Meat on Charcoals (Hebrew: בשר על גבי גחלים) is a lost work about Jewish Halakha, quoted since as early as the 11th century.

There are some dozens quotes from it, some in printed books and some still in manuscript.

The origin of the name is the Talmud, talking about the Takkanah of Bishul Yisrael. "If Yisrael have put meat on charcoals and goy came and turned it over - Kosher."

Yaakov ben Moshe Levi Moelin wrote: "One book is called meat on charcoals because what's written in it has sense and taste like meat grilled on charcoals".
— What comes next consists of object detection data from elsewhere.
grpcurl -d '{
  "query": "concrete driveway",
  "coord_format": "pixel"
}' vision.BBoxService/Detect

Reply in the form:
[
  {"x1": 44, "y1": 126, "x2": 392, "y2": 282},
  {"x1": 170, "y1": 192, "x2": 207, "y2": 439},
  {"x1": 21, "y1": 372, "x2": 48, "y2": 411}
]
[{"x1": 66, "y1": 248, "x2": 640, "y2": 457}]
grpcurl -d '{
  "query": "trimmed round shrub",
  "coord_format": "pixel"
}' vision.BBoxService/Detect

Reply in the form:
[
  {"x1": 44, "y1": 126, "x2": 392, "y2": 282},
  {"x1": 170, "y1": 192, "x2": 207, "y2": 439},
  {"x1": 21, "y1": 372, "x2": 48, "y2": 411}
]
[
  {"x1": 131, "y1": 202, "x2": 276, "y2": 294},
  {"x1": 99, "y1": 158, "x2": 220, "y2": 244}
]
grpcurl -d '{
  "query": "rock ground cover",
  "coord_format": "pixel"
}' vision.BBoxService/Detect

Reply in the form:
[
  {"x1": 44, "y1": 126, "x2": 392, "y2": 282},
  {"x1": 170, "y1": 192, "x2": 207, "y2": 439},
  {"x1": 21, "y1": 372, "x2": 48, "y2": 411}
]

Chaim Yosef David Azulai wrote: "And this book was called so because it has taste like meat on coals".
 
The identity of the author is unknown. In one manuscript, "The Big Mordechay Notes", it was attributed to a rabbi named "Rav Bibi Gaon".

There was another rabbi with a similar name, Rav Bibi HaLevi, a gaon in Sura between 777 and 788, but the book cites later Geonim like Natronai ben Hilai and Nahshon ben Zadok, so he wasn't the author of the book.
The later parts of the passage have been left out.